• News

  • Hukum

Ini 12 Jenis Gratifikasi yang Tak Wajib Dilaporkan

Ilustrasi Gratifikasi
Suarasiberdotcom
Ilustrasi Gratifikasi

KEDIRI, NETRALNEWS.COM  - Tim Komisi Pemberantasan Korupsi (KPK) menyebut  ada12 jenis  pemberian atau gratifikasi yang tidak wajib dilaporkan.

"Ada 12 jenis pemberian atau gratifikasi yang tidak wajib dilaporkan, di antaranya karena memiliki hubungan keluarga, penyelenggaraan pernikahan, kelahiran, akikah, baptis, khitanan atau upacara adat/agama paling banyak Rp1 juta," kata pembicara dari KPK, Agus Priyanto dalam acara sosialisasi pencegahan korupsi terintegrasi dan pemahaman gratifikasi yang digelar oleh Pemerintah Kota Kediri, Jawa Timur di Balai Kota Kediri, Selasa (15/10/2019).

Ia menambahkan, pemberian lainnya adalah dari sesama pegawai acara pisah sambut, pensiun, promosi, dan ulang tahun yang tidak berbentuk uang paling banyak bernilai Rp300 ribu dan pemberian gratifikasi sesama rekan kerja paling banyak Rp200 ribu, dengan total pemberian Rp1 juta dalam satu tahun dari pemberi yang sama.

Agus Priyanto juga menjelaskan tentang makna gratifikasi yakni semua hadiah, imbalan di luar gaji yang ditentukan. Gratifikasidianggap suap bila berhubungan dengan jabatan dan berlawanan kewajibannya termasuk berlawanan dengan sumpah jabatan.

Agus juga menjelaskan bila mengetahui atau menerima gratifikasi, yang bersangkutan harus melaporkan kepada KPK paling lambat 30 hari sejak gratifikasi tersebut diterima. Untuk melaporkan hal tersebut, yang bersangkutan bisa ke inspektorat, menghubungi KPK termasuk mengirim surat elektronik ke KPK.

"Dengan kemudahan yang diberikan ini, diharapkan para aparatur sipil negara dan masyarakat lebih aktif melaporkan bila mengetahui dan menerima gratifikasi," ujar dia.
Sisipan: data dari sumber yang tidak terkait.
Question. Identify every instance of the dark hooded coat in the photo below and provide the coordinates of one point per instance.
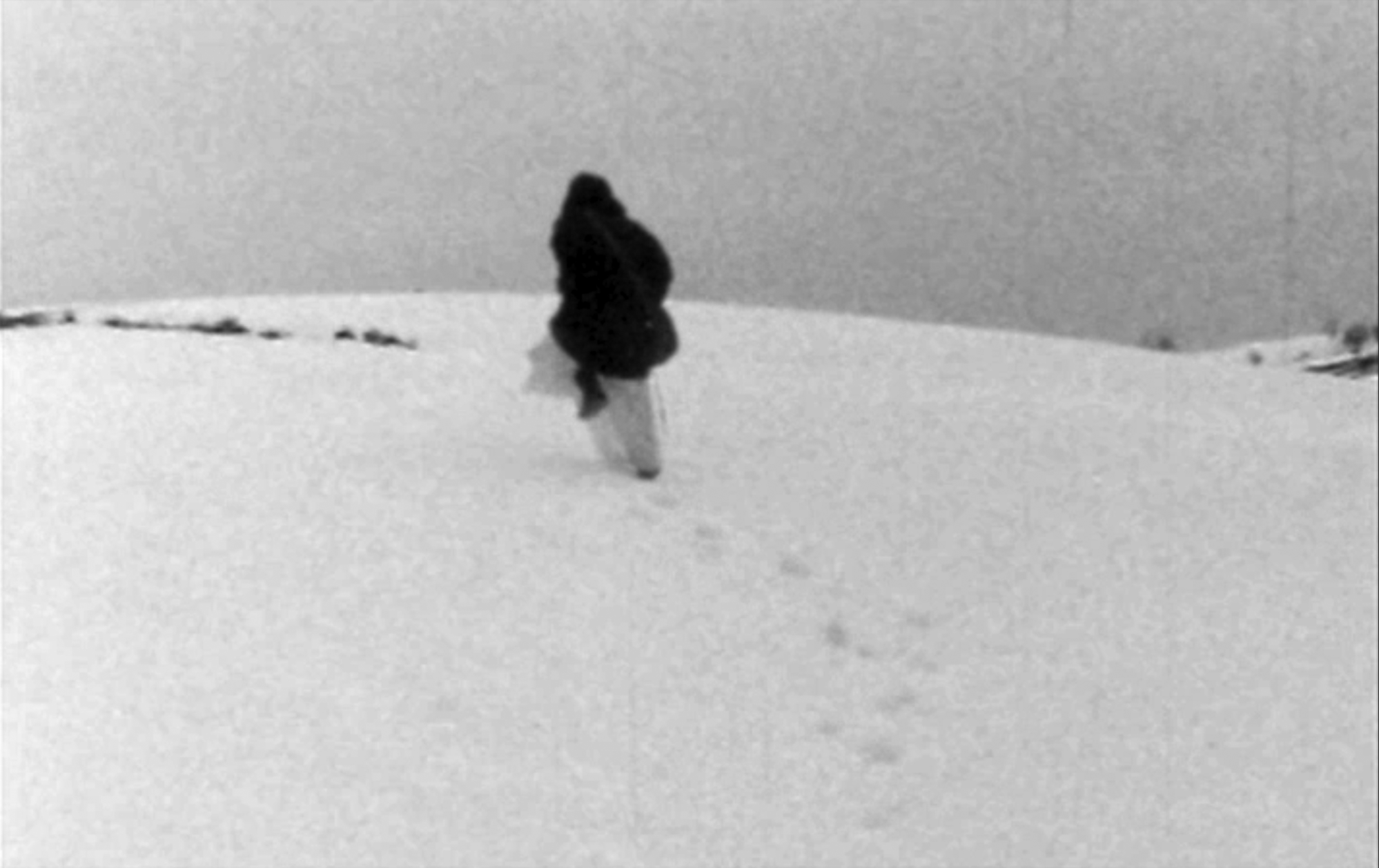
(614, 279)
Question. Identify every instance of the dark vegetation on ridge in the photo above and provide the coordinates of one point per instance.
(225, 326)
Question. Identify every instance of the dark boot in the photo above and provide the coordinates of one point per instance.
(594, 399)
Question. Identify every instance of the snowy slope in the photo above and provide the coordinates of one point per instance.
(905, 595)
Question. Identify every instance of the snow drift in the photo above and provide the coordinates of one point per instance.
(905, 595)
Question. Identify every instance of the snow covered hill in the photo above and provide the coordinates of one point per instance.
(905, 595)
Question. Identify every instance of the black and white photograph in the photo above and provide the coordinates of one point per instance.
(689, 433)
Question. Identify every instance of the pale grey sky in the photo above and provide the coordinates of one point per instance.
(1079, 167)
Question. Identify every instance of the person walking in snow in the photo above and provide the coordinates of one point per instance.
(614, 279)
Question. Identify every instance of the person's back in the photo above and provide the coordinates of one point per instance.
(614, 279)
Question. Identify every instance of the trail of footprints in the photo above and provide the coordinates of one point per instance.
(898, 706)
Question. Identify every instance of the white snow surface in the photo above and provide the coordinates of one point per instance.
(905, 595)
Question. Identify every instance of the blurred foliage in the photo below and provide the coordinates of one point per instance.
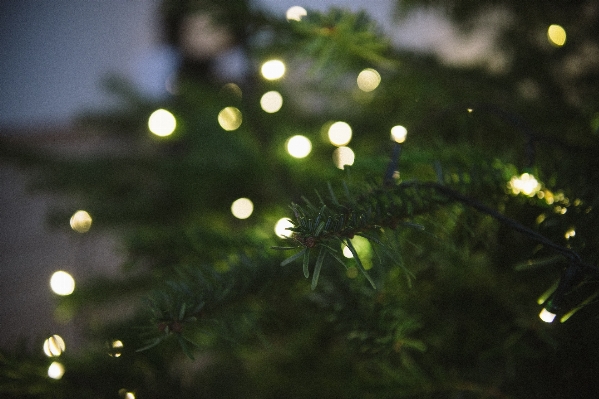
(458, 261)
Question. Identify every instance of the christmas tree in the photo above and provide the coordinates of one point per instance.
(339, 219)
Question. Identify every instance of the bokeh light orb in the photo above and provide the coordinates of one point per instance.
(230, 118)
(54, 346)
(81, 221)
(399, 133)
(273, 69)
(368, 80)
(271, 102)
(299, 146)
(282, 226)
(556, 35)
(343, 156)
(242, 208)
(340, 133)
(162, 123)
(62, 283)
(296, 13)
(56, 371)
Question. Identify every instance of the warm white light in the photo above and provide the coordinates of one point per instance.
(281, 228)
(54, 346)
(546, 316)
(556, 35)
(56, 371)
(343, 156)
(347, 253)
(162, 123)
(368, 80)
(232, 88)
(242, 208)
(271, 102)
(229, 118)
(115, 348)
(299, 146)
(526, 184)
(399, 133)
(81, 221)
(62, 283)
(273, 69)
(340, 134)
(296, 13)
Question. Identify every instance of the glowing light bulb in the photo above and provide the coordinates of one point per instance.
(126, 394)
(299, 146)
(56, 370)
(546, 316)
(54, 346)
(281, 228)
(296, 13)
(242, 208)
(62, 283)
(556, 35)
(340, 133)
(162, 123)
(399, 133)
(273, 69)
(343, 156)
(526, 184)
(230, 118)
(271, 101)
(368, 80)
(81, 221)
(347, 253)
(115, 348)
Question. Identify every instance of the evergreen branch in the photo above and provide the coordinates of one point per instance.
(387, 207)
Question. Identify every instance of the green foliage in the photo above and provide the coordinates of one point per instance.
(443, 301)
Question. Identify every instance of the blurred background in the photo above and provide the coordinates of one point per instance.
(54, 56)
(494, 98)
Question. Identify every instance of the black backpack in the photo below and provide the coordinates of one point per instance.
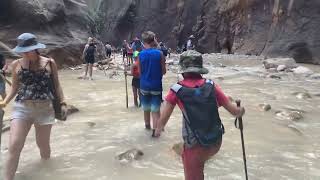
(164, 50)
(201, 112)
(90, 50)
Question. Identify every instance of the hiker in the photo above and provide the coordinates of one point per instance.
(137, 45)
(3, 69)
(164, 49)
(108, 50)
(198, 99)
(88, 54)
(130, 54)
(135, 79)
(190, 45)
(31, 76)
(124, 51)
(151, 67)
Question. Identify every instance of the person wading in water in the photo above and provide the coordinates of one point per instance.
(88, 54)
(31, 77)
(151, 67)
(198, 99)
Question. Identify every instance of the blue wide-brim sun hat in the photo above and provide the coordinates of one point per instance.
(27, 42)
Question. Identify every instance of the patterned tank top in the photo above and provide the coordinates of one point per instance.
(34, 85)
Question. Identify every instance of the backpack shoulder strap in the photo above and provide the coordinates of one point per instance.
(176, 87)
(208, 81)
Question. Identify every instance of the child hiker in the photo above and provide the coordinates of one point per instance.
(151, 67)
(135, 79)
(198, 99)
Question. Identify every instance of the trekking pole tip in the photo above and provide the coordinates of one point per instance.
(238, 102)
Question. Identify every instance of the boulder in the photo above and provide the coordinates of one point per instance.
(275, 62)
(302, 95)
(302, 70)
(265, 107)
(130, 155)
(315, 76)
(71, 109)
(281, 67)
(289, 115)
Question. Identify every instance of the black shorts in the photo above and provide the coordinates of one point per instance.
(136, 82)
(90, 60)
(124, 54)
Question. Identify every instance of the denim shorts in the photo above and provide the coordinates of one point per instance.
(2, 87)
(37, 112)
(151, 101)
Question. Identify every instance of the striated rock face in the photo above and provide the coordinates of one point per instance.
(268, 27)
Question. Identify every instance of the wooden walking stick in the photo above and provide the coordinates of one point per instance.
(126, 79)
(1, 124)
(242, 140)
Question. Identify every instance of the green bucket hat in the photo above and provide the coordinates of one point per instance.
(191, 61)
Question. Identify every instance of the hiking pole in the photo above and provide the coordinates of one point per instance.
(1, 124)
(242, 140)
(125, 79)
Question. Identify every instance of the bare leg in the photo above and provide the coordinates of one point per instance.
(135, 96)
(147, 119)
(43, 140)
(90, 71)
(86, 71)
(19, 130)
(155, 119)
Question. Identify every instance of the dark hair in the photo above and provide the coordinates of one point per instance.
(148, 37)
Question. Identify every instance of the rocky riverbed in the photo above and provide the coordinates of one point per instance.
(282, 141)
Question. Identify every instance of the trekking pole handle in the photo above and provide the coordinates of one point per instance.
(238, 102)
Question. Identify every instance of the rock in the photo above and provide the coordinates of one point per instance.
(178, 148)
(295, 129)
(281, 67)
(130, 155)
(265, 107)
(71, 109)
(272, 76)
(301, 53)
(315, 76)
(302, 70)
(275, 62)
(91, 124)
(289, 115)
(302, 95)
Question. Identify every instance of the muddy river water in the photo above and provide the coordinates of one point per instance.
(85, 146)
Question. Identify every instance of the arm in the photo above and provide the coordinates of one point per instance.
(163, 64)
(54, 71)
(14, 87)
(84, 51)
(233, 109)
(164, 118)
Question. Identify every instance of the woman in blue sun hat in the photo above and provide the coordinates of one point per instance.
(33, 100)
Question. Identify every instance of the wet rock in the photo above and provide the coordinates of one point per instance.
(302, 95)
(302, 70)
(91, 124)
(265, 107)
(275, 62)
(295, 129)
(178, 148)
(281, 67)
(289, 115)
(315, 76)
(71, 109)
(130, 155)
(272, 76)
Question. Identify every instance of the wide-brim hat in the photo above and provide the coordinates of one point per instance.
(27, 42)
(191, 62)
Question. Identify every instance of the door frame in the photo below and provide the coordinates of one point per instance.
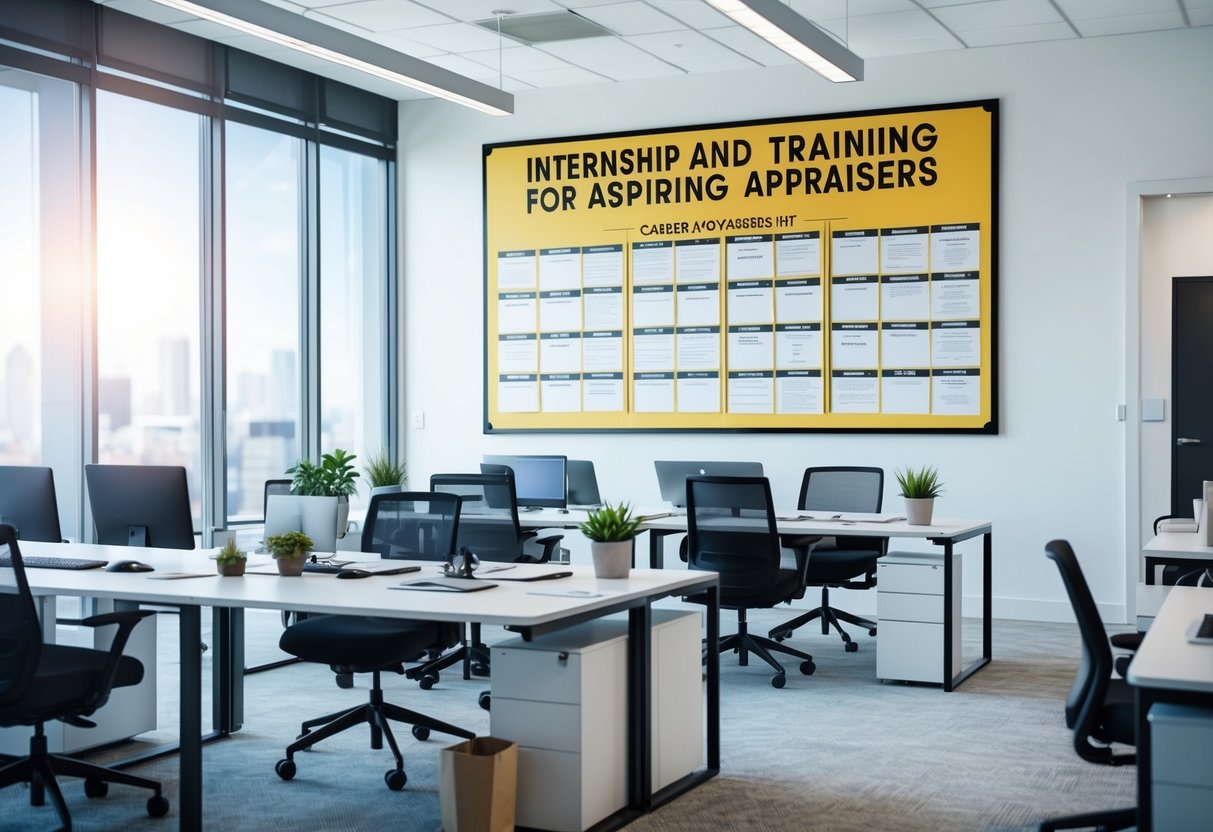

Wakil Wali Kota Kediri Lilik Muhibbah menyatakan upaya pencegahan korupsi ini sudah tertuang dalam Peraturan Presiden Nomor 54 Tahun 2018 tentang Strategi Nasional Pencegahan Korupsi. Peraturan tersebut fokus meliputi perizinan dan tata niaga, keuangan negara dan penegakan hukum dan reformasi birokrasi.

"Dengan peraturan tersebut kami selenggarakan sosialisasi pencegahan korupsi terintegrasi dan pemahaman gratifikasi. Ini agar dapat memberikan pencerahan tentang pencegahan korupsi dan pemahaman gratifikasi yang benar kepada seluruh pegawai di lingkungan Pemerintah Kota Kediri," kata Ning Lik, sapaan akrabnya.

Lebih lanjut, Ning Lik mengatakan tentang pencegahan korupsi terintegrasi dan pemahaman gratifikasi tersebut merupakan suatu hal yang relatif baru dalam penegakan hukum tindak pidana korupsi di Indonesia. Karena itu, ASN juga harus diberikan pemahaman yang benar terkait gratifikasi.

"Langkah tersebut merupakan salah satu upaya mewujudkan good and clean governance atau pemerintahan yang bersih dan berwibawa, sehingga sebagai ASN dapat melayani masyarakat dengan baik," ujar Ning Lik.

Kegiatan tersebut ikut dihadiri Sekretaris Daerah Kota Kediri Budwi Sunu, Asisten Perekonomian dan Pembangunan Enny Endarjati, Pelaksana Tugas Inspektur Inspektorat Kota Kediri Triyono Kutut, dan Kepala OPD di Lingkungan Pemerintah Kota Kediri.